Can Congressional Democrats Save Themselves?

The Democrats, just as the Republicans did a few short years ago, control the Congress by a large majority and the White House. But they, or rather their congressional leadership, are putting that at risk. Nancy Pelosi and Harry Reid, either by conviction or miscalculation, are bent on pursuing a far left agenda. And that may end the era of “Democratic dominance” far sooner than anyone imagined.

Advertisement

Kim Strassel recently zeroed in on the impact of ObamaCare on the Blue Dogs. What’s a poor moderate freshman like Rep. Walt Minnick from Idaho to do? She explains that he’s tried his best to insist the plan be paid for, control costs, and omit the public option:

The irony is that a majority of politicians agree on this path, but are hostage to Mrs. Pelosi and her ruling liberal minority. And Mr. Minnick’s problem is that his fate is lashed to that leadership.

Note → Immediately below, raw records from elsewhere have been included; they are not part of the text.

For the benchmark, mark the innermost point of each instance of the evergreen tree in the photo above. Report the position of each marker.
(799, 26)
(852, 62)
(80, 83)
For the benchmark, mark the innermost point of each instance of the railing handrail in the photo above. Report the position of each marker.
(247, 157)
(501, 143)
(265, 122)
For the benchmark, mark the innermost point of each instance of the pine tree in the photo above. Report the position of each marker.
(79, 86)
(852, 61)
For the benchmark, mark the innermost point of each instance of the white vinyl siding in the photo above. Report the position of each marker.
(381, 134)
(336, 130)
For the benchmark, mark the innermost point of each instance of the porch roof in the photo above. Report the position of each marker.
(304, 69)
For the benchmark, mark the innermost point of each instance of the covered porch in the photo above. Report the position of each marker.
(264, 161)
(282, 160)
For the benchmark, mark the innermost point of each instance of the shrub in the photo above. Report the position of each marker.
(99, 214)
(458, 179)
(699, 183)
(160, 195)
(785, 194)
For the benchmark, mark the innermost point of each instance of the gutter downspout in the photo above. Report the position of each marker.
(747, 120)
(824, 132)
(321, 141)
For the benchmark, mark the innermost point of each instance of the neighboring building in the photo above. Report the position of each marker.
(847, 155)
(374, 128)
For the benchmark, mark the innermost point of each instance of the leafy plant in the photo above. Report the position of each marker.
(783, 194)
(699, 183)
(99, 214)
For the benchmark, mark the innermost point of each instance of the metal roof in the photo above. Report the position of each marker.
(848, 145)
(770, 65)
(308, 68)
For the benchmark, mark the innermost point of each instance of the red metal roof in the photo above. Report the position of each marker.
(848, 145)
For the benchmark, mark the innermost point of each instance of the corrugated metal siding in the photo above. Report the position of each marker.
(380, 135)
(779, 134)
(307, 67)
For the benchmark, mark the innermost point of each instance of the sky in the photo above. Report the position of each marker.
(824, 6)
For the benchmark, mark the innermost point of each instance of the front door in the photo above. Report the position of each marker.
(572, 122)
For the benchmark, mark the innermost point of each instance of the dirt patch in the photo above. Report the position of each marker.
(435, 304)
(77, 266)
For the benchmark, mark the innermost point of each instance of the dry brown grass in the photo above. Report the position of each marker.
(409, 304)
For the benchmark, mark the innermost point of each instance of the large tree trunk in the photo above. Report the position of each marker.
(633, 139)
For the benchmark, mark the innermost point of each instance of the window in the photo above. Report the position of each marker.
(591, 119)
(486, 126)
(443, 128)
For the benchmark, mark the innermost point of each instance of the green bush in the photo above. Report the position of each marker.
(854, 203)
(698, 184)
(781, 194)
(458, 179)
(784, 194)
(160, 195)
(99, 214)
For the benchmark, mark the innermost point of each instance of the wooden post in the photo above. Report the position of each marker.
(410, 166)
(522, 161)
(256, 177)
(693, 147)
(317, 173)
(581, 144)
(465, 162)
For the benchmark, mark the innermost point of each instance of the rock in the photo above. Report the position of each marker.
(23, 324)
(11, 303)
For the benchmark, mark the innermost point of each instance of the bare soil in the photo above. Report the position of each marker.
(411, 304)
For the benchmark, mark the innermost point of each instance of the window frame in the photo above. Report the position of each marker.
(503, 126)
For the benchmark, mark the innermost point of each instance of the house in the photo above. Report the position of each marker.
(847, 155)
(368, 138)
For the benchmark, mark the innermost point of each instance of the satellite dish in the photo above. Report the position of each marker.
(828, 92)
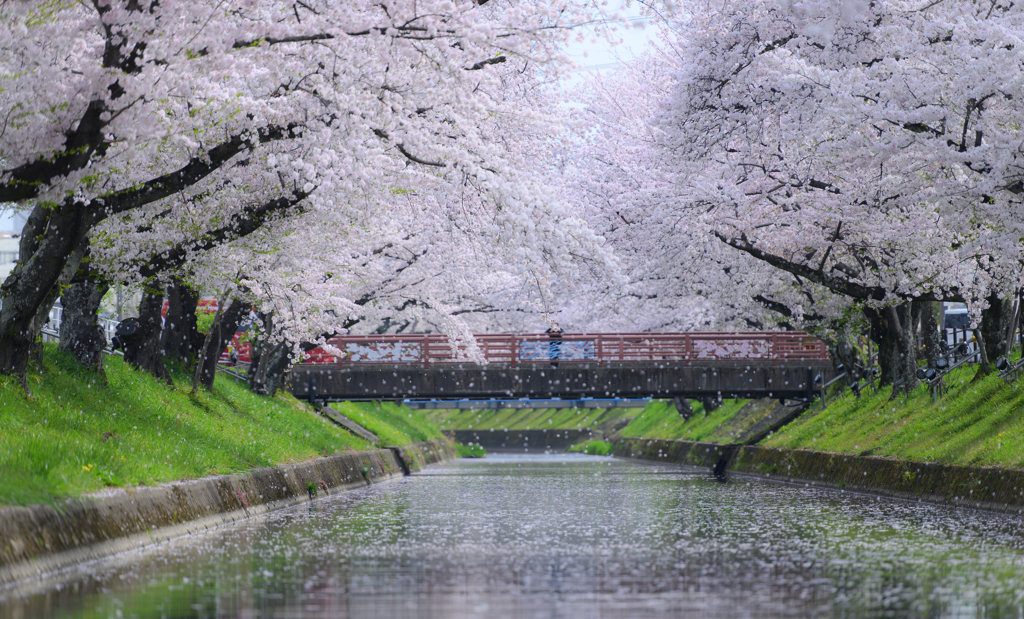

He can disavow this bill until the Idaho elk come home, but his voters see the big picture. They might applaud his votes, consider him a great representative. Then again, they might look at Mrs. Pelosi’s ambitions, and decide a vote for Mr. Minnick isn’t worth the risk of keeping her in power.

And this is a rerun of the cap-and-trade vote. Moderate House Democrats were strong-armed into voting in favor of a jumbo energy tax and job-killer to satisfy Pelosi’s ego — to show she had the votes and could work her will in the House. Now the measure is stuck in the Senate and those Democrats, especially from energy-producing states, have to explain their support for Pelosi’s agenda to the voters back home. They can’t quite figure out how cap and trade is going to help the Ohio, or Michigan, or Virginia economy. Politico reported:

Those likely to find themselves with targets on their back after the 219-212 vote: freshman Reps. Harry Teague of New Mexico, Betsy Markey of Colorado, John Boccieri of Ohio, Thomas Perriello of Virginia and Alan Grayson of Florida and second-termer Zack Space of Ohio.

The GOP’s hope is do to these vulnerable Democrats what Republicans famously did to former Rep. Marjorie Margolies-Mezvinsky, the Pennsylvania Democrat who ensured that her career was limited to one term when she cast the deciding vote for President Bill Clinton’s budget package in 1993.

Advertisement

Perhaps this is why the Obama team has been so insistent on rushing through its ultra-liberal agenda. They may well run out of cannon fodder after the 2010 election, as voters in swing districts exact their revenge. Once the herd is thinned after the election, there may be no effective liberal majority, no matter how many arms are twisted, to pass the remainder of the Left’s wish list.

There are, as Karl Rove reminds us, 66 House Democrats who represent districts that either voted for John McCain in 2008 or George W. Bush in 2004. These are voters who are not wedded to the Democratic Party. And they may be quite amenable to the notion that 2010 is the moment to slow down the train and permanently hobble Obama’s efforts to enact a big government-high tax agenda.

It wasn’t going to be this way, was it? After 2008 all the talk was of a permanent realignment, a shift to the left and the end of a center-right political culture. We were at the dawn of an historic shift akin to 1932. Well it may be that this was more like 1964, when a Democratic president ran over his opponent and lifted his party’s majority in both houses of Congress. In that year the Democrats picked up 36 House seats to reach a huge 295-140 majority. But in 1966 Republicans roared back, picking up 47 seats in the House and three in the Senate. Two years later, the White House was back in Republican hands.

In short, a political majority is only as viable and enduring as its ability to command the support and trust of the great middle of the political spectrum. If, by mismanagement or overreach, political leaders abuse that trust, they will be summarily shoved aside.

Advertisement

In the case of Reid and Pelosi, they have not restrained their most extreme and partisan instincts. Pelosi has gone to war with the CIA, unleashed the old bull committee chairmen, and embarked on a spending spree the likes of which we have never seen. What she hasn’t done is look after her own, the moderate and conservative members who are most vulnerable in 2010. The result may be increasing acrimony within the Democratic caucus as her members scramble to save their own skins. They, too, can read the polls and sense their constituents’ ire.  They must quickly find some way to reassure the voters and protect their political future.

After all, no one else is looking out for them.